Virginia Security Firm Accused of Defrauding Iraqi Government

Oct. 11, 2004
Contracted to provide security for the Baghdad airport, the company allegedly defrauded the Iraqi government and U.S. taxpayers out of tens of million of dollars

A politically connected start-up firm, awarded a no-bid contract to provide security for Baghdad's airport, defrauded U.S. taxpayers of tens of millions of dollars, two top former workers charge in a lawsuit unsealed last week.

The Bush administration decided not to join the whistleblowers' civil suit alleging fraud against the company, run by a former Republican congressional candidate. The whistleblowers' attorney said a Justice Department lawyer told him the reason was that the alleged victim was the U.S.-financed and led Coalition Provisional Authority, not the U.S. government.

Justice Department spokesman Mark Corallo said the department didn't comment on why it declined to join such suits.

It's unusual for the Justice Department to decline to join a suit that has a load of documents and when criminal prosecution is likely, said Patrick Burns, a spokesman for Taxpayers Against Fraud, a group that monitors citizen suits.
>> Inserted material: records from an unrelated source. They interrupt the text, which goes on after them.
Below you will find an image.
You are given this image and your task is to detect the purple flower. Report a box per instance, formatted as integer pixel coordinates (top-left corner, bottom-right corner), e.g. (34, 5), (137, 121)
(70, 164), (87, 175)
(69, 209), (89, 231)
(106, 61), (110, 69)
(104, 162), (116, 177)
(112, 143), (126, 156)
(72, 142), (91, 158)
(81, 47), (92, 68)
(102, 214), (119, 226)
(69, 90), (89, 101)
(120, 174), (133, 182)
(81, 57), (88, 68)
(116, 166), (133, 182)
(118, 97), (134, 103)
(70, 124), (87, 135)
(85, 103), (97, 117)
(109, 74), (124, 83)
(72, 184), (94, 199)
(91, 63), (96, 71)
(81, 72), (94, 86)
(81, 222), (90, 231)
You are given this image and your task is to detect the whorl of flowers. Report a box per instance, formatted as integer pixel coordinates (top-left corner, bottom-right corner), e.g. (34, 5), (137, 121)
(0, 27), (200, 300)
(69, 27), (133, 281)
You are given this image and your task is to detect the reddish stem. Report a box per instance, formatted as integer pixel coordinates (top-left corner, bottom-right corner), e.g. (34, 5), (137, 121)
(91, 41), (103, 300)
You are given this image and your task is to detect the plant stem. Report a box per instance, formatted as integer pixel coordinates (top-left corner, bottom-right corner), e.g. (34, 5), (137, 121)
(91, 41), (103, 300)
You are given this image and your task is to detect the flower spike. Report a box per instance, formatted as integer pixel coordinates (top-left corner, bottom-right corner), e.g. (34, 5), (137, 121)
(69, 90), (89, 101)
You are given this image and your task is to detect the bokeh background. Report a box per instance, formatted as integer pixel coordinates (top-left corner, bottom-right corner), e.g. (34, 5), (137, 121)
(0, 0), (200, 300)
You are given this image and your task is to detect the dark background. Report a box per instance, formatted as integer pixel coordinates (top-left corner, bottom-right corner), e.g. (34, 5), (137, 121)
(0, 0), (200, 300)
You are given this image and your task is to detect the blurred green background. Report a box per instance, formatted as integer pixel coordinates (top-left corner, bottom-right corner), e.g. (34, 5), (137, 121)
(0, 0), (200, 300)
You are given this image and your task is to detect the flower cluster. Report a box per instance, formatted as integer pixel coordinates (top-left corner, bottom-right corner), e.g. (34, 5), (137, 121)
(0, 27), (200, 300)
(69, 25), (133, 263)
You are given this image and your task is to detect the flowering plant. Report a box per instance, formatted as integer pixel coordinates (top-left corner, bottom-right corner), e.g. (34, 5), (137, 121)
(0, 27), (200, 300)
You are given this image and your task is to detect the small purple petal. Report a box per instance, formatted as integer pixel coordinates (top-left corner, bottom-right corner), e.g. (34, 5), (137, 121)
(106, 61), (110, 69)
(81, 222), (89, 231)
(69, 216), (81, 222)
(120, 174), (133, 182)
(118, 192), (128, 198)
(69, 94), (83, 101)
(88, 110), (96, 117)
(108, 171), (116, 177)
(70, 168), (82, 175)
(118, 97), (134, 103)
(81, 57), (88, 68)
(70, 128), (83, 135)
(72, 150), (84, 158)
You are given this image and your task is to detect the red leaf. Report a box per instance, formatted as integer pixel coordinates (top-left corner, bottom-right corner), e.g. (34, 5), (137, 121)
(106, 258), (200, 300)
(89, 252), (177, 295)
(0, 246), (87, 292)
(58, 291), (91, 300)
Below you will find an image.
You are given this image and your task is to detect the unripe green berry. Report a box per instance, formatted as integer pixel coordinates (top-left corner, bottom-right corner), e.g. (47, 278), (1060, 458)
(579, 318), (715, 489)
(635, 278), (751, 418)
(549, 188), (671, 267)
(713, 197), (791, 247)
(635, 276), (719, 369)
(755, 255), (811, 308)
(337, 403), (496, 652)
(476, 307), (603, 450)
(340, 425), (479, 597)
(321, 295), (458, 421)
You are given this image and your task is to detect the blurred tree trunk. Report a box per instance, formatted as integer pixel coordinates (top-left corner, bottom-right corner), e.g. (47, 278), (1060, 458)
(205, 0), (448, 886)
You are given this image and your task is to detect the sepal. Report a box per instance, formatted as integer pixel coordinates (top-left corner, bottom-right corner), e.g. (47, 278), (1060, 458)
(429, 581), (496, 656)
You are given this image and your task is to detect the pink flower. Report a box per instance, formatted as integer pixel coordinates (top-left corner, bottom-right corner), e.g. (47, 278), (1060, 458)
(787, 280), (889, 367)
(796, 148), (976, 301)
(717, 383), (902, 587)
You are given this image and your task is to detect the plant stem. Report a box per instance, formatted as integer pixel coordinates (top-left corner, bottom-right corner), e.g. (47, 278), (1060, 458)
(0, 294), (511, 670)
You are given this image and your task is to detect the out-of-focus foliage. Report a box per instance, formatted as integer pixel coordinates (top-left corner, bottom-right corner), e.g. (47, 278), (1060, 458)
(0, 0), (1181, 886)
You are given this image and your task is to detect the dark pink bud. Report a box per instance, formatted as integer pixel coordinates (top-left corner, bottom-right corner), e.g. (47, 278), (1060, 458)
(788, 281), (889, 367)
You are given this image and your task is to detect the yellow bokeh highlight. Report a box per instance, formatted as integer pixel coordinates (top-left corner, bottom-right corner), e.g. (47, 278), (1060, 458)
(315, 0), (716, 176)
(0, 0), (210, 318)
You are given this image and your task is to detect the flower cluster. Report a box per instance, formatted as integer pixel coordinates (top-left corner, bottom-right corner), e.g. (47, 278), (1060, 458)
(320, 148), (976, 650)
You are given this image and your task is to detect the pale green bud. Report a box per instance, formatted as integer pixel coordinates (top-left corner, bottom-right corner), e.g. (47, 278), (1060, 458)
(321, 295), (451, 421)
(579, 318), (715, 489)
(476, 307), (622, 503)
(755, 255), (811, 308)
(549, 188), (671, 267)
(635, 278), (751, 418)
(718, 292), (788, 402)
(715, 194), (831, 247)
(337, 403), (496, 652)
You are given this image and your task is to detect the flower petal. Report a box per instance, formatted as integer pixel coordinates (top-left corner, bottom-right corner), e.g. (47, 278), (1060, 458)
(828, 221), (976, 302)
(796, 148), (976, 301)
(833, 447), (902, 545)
On Sept. 30, the Defense Department put the firm, Custer Battles LLC of Fairfax, Va., on a list that bans it from getting federal contracts, citing ''adequate evidence of the commission of fraud, antitrust violations, embezzlement, theft, forgery, bribery, false statements or any other offenses indicating a lack of business integrity.''

The two whistleblowers said they'd been in contact with Justice and Defense Department investigators about an ongoing criminal investigation.

The whistleblowers - Robert J. Isakson, a former FBI agent who investigated white-collar crime and was managing director for a Custer Battles partner, and W.D. ''Pete'' Baldwin, Custer Battles' former in-country manager - charged that Custer Battles set up four shell companies in the Cayman Islands, Beirut, Lebanon and Cyprus to help inflate bills that were passed on to taxpayers.

Even though it was a new company, Custer Battles got a no-bid $16.8 million contract on July 1, 2003, to secure Baghdad's airport, according to the CPA's inspector general. The contract was cost-plus, meaning the firm passes along all its costs, plus a percentage profit.

Isakson and Baldwin said - and provided lease documents as proof - that Custer Battles set up shell companies to inflate the costs of cabins, trucks and other items to get more money from the government.